Yesterday’s Commons vote on the electoral boundaries was a headache for the Conservative Party. The vote – an attempt to over-turn an amendment made in the House of Lords – failed by 334 to 292, making the Conservative task at the next election harder, by around 20 or so seats, than it would have been had the revised boundaries gone through.
It was also a headache for those of us who study parliamentary voting. Whilst we do not expect widespread sympathy – ‘Quick! Some academics are having problems with their system of classification – call the Disasters Emergency Committee!’ – the vote was interesting as an example of how the coalition has changed some of our assumptions about what is, or is not, allowed when it comes to the Commons, and about how we measure it.
It is not the first time the two Coalition parties have had different whipping arrangements on measures in the Commons. The Coalition Agreement specifically allows for the Liberal Democrats to abstain on votes over both tuition fees and nuclear power. We have also seen plenty of examples, in record-breaking quantities, of backbenchers on both sides of the coalition refusing to go along with things that their frontbench has wanted. Indeed, it was the rebellion by Conservative backbenchers over Lords reform – a whopping rebellion at Second Reading, with the threat of something similar over the Bill’s programme motion – that persuaded the Government to drop the House of Lords Bill, and which then triggered Lib Dem retaliation over boundaries.
But this issue has highlighted the asymmetry in the power enjoyed by the coalition parties’ backbenchers. The Commons arithmetic is such that even if every backbench Lib Dem MP rebels on an issue, there are not enough of them to defeat the government; but there are enough backbench Conservative MPs to do so – as we saw over the issue of the European budget. This means that coalition measures can be blocked if enough Conservative backbenchers are willing to join forces with Labour, but they cannot be blocked if Lib Dem backbenchers are similarly annoyed. And so, whilst it is perfectly fair to point out – as some Conservatives did – that the Conservative rebellion over Lords reform was, as a proportion of the party, smaller than the Lib Dem revolt over tuition fees, the absolute numbers also matter.
And what happened yesterday was qualitatively different. Yesterday saw government MPs whipped, in different directions, and with the Lib Dems voting in direct contravention of the Coalition Agreement. How do we record this? Does the Lib Dem behaviour count as ‘dissent’? And if so, from what?
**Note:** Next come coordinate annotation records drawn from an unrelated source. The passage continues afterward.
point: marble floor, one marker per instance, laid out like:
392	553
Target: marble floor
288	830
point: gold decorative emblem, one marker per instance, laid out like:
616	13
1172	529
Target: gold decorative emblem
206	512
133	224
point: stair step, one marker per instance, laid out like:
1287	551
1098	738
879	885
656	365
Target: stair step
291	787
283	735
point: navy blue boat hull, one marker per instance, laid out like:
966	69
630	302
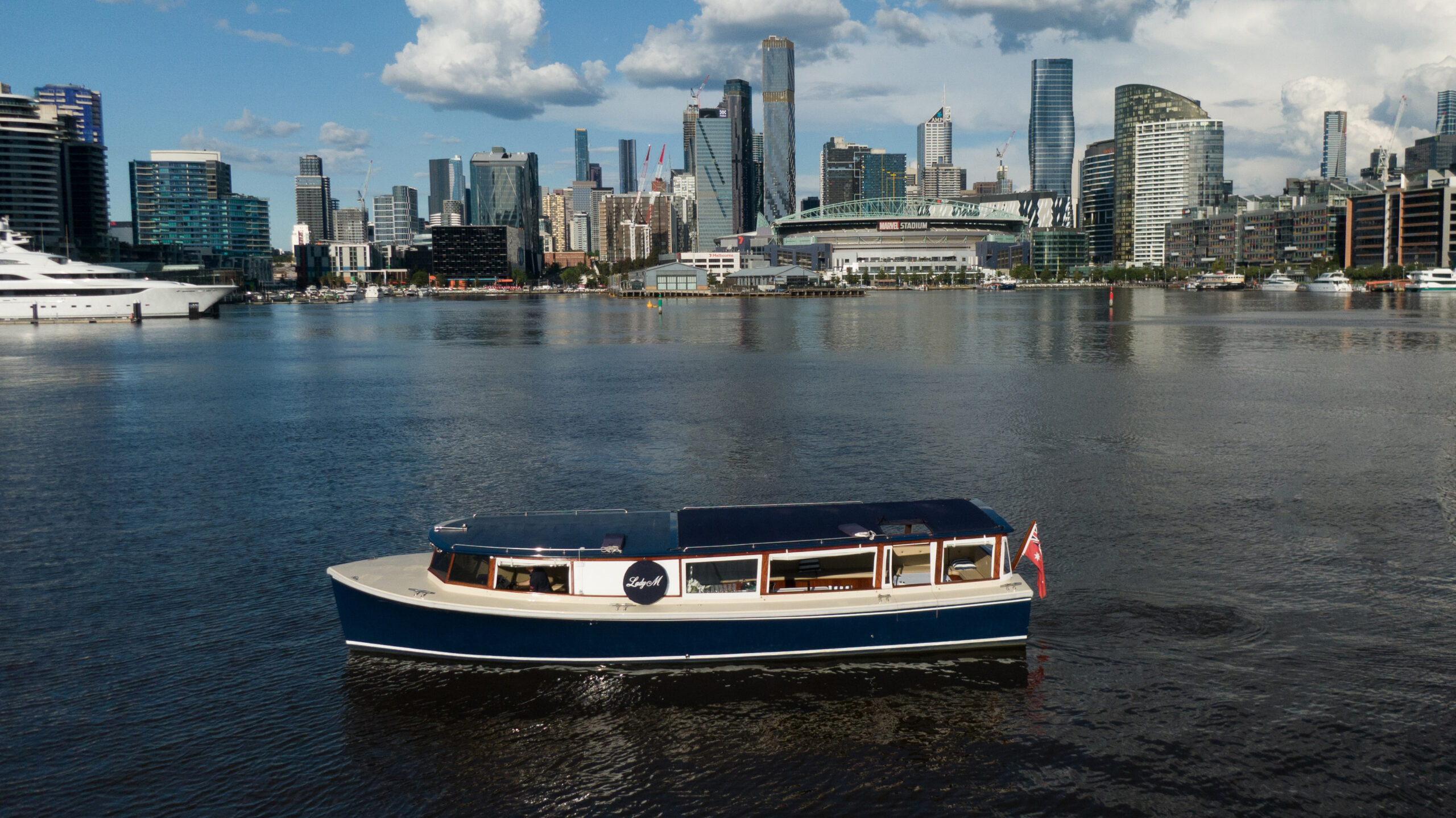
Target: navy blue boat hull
386	625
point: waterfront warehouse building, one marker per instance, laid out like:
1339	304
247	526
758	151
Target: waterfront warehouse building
472	255
897	236
1097	200
1178	170
1136	105
779	170
506	193
185	199
1052	130
313	199
1333	160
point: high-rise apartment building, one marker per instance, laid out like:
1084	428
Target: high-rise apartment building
739	104
506	191
778	170
1445	113
839	171
312	199
185	199
714	146
1136	105
627	166
1098	176
81	102
934	139
1052	130
883	175
1178	171
1333	162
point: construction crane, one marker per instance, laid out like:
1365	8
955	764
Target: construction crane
365	191
1395	131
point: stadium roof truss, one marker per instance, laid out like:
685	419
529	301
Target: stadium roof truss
896	209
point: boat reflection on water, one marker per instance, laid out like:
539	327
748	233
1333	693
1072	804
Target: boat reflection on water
523	738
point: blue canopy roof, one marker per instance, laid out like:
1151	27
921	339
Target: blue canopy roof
714	529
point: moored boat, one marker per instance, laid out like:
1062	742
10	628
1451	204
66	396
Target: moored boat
1430	282
695	585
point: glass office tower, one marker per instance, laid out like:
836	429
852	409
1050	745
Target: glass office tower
1135	105
1052	131
779	197
1333	162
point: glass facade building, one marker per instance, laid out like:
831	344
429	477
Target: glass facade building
627	166
583	156
1135	105
714	176
1333	162
1445	113
1052	131
779	170
506	191
883	175
185	199
1097	200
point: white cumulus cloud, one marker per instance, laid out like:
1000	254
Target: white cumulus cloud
338	136
471	54
723	40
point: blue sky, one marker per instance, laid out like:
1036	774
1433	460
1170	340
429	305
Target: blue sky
401	82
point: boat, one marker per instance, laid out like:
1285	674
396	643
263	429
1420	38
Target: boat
1329	283
719	584
1279	283
1218	282
37	286
1430	282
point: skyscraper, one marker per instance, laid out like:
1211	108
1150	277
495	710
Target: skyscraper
1097	199
506	191
311	189
1333	162
1178	171
714	143
779	170
1135	105
739	104
583	155
627	166
934	137
81	102
1446	113
185	199
1052	131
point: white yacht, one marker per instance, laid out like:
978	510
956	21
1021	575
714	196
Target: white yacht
1430	282
1279	283
1330	283
50	287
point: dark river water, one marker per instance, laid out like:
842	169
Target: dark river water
1247	504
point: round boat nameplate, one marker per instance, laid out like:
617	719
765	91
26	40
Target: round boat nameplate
644	582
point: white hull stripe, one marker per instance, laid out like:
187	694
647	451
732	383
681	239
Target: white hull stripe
688	657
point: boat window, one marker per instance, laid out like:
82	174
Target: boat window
518	575
969	562
723	577
900	527
471	569
440	564
911	565
838	572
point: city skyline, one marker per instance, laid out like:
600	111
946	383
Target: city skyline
1273	114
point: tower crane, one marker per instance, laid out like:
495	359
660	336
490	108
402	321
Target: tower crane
1395	131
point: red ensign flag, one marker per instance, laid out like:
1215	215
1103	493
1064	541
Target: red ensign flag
1031	549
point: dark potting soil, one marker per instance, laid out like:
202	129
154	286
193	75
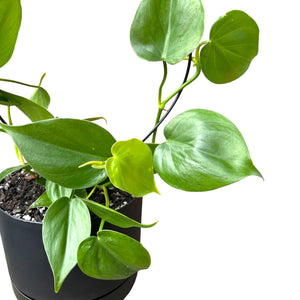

And second, was the outcome a government defeat? And if so, of what exactly?
The first is fairly easy answered. The Lib Dems were whipped, so whatever they were doing, they were not dissenting from their party line. This was an inter-party not intra-party breakdown. But it was still an intra-coalition breakdown, what our colleagues at UCL who work on similar behaviour in the Lords have called a ‘coalition split vote’.
The second is tougher. When the government lost the equivalent vote in the Lords, some media outlets did indeed describe it as a government defeat – as did the House of Lords authorities. But is it? To have a government defeat, we need a government position, and with two parties in the coalition voting in separate lobbies it is not clear what that position was. As an aside: if, just because the Conservatives lost, we describe it as a government defeat, we could, presumably, describe it as a government victory because the Lib Dems won? It all makes us long for the ease of one-party governments again, a bit like a former colleague whose main wish for life was to see the Berlin Wall go back up just so his lecture notes on the USSR would become useable again.
The best we’ve come up with so far was suggested by Tom Freeman: ‘defeat of a governing party’, but we also liked Nigel Fletcher’s suggestion that however one describes it the vote will forever be asterisked, with a footnote explaining the unusual circumstances. That might depend on it remaining unusual and a one-off. With over two years of the coalition left to run, it seems quite possible that we will see further votes of this sort, with one or more of the coalition partners refusing to back something that they have both previously signed up to.
There was also yesterday some old-fashioned backbench dissent – a handful of Conservative MPs voting with Labour – but who cares about that anymore?